Violeta Quiles

Personal information
- Full name: Violeta García Quiles
- Date of birth: 10 December 1999 (age 26)
- Place of birth: Cartagena, Spain
- Height: 1.65 m (5 ft 5 in)
- Position(s): Forward; left-back;

Team information
- Current team: UD Tenerife

Youth career
- 2014–2015: FC Cartagena
- 2015–2016: EF Dolerense

Senior career*
- Years: Team / Apps / (Gls)
- 2016–2022: Alhama CF
- 2022–2024: Real Betis / 55 / (4)
- 2024–2025: Real Sociedad / 11 / (0)
- 2026–: UD Tenerife / 0 / (0)

= Violeta Quiles =

Spanish footballer (born 1999)

Violeta García Quiles (born 10 December 1999) is a Spanish footballer who plays as a forward or left-back for Liga F club UD Tenerife. She has previously played for Alhama CF, Real Betis, and Real Sociedad.

== Youth career ==
Quiles grew up in Cartagena, Spain, where she had her first taste of football at age 15 with FC Cartagena. She then had a one-year stint with EF Dolerense before joining Alhama CF in 2016. Quiles got off to a rocky start at Alhama, struggling to break into the squad and then tearing her ACL right as she began to find her footing. She returned to the field after over a year of rehab and played in 3 matches before the COVID-19 pandemic halted all football.

== Club career ==

=== Alhama CF ===
At the age of 17, Quiles was officially promoted to the Alhama CF first team. She played a key role in the club's 2022 promotion to the Spanish first division, recording 12 goals and 9 assists across the season. One of Quiles' goals was scored against her future affiliate club, Real Betis B. At the end of the season, Primera Federación recognized Quiles as the best player in the league's southern group.

=== Real Betis ===
Although Quiles had the option to play in Alhama CF's return season to the Spanish top division, she chose to enter Liga F by different means. On 6 July 2022, she signed for Liga F club Real Betis on a two-year deal. It would be her first time leaving her hometown of Cartagena. She made her Liga F debut on 17 September 2022, in a match against Levante Badalona. In her first season with the team, Quiles not only had to adapt to a change in setting, but she also managed a transition from operating as a winger to a left-back. From her new position on the backline, she helped Betis escape relegation for two years in a row.

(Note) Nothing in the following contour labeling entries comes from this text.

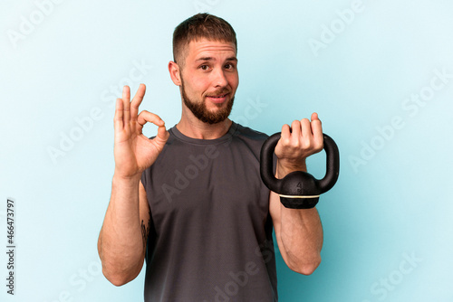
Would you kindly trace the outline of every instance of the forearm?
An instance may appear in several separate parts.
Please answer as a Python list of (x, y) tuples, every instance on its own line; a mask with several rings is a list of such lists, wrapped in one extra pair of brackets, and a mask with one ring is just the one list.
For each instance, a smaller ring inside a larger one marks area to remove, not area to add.
[(280, 237), (288, 266), (311, 274), (321, 262), (323, 226), (316, 208), (287, 209), (282, 204)]
[[(277, 165), (276, 176), (283, 178), (293, 171), (305, 171), (305, 163), (298, 167)], [(321, 262), (323, 248), (323, 226), (316, 208), (288, 209), (280, 203), (280, 197), (274, 193), (280, 207), (280, 239), (284, 249), (286, 262), (294, 270), (311, 274)]]
[(139, 177), (113, 176), (111, 201), (99, 236), (102, 270), (115, 285), (133, 279), (140, 273), (143, 261), (139, 183)]

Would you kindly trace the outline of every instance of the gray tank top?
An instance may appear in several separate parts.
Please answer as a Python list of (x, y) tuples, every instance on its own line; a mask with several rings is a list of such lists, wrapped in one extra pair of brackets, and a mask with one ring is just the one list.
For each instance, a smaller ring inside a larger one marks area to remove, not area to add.
[(234, 122), (212, 140), (169, 131), (141, 177), (152, 222), (145, 301), (277, 301), (269, 190), (259, 175), (267, 136)]

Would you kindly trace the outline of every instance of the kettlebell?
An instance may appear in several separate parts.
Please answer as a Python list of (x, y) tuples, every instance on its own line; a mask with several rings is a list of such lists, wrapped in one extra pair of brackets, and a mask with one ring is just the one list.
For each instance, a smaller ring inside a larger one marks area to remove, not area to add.
[(340, 154), (338, 146), (328, 135), (323, 136), (323, 149), (326, 154), (326, 172), (318, 180), (311, 174), (294, 171), (283, 179), (274, 175), (274, 151), (281, 133), (269, 137), (261, 147), (260, 173), (263, 183), (269, 190), (280, 195), (280, 202), (290, 209), (311, 209), (318, 203), (320, 194), (329, 191), (335, 184), (340, 173)]

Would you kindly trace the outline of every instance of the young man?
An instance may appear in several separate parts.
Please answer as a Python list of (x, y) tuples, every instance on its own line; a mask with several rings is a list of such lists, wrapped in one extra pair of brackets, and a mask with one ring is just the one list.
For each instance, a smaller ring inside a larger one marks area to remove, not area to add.
[[(284, 208), (263, 184), (259, 153), (266, 135), (228, 118), (239, 80), (236, 33), (225, 20), (198, 14), (173, 35), (169, 63), (182, 99), (169, 131), (139, 106), (141, 84), (117, 100), (115, 172), (98, 241), (105, 277), (123, 285), (147, 260), (145, 301), (276, 301), (272, 239), (288, 267), (311, 274), (321, 261), (315, 208)], [(147, 122), (159, 127), (149, 139)], [(317, 114), (282, 127), (276, 175), (305, 171), (323, 149)]]

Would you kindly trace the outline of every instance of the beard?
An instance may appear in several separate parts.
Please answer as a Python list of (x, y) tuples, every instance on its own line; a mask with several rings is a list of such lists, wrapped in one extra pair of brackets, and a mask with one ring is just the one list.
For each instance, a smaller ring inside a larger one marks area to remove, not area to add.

In the 2022–24 season, Quiles had a run of good form in which she scored 3 goals at the tail end of the campaign to ensure Betis' maintained presence in Liga F. Upon the expiry of her contract, she chose to depart from the club. Across 55 matches, she had scored 4 goals and tallied 3 assists with Real Betis.

=== Real Sociedad ===
On 4 July 2024, Quiles signed a two-year contract with Real Sociedad, becoming the first player brought in by new manager José Luis Sánchez Vera. After playing 11 matches in her first campaign with Real Sociedad, Quiles tore her ACL during a training session in February 2025. She subsequently underwent successful knee surgery, but was forced to miss the rest of the season. After completing her recovery, Quiles departed from Real Soceidad on a mutual contract termination in January 2026.

=== UD Tenerife ===
UD Tenerife announced on 3 January 2026, that they had signed Quiles as the club's first new addition of the midseason transfer window.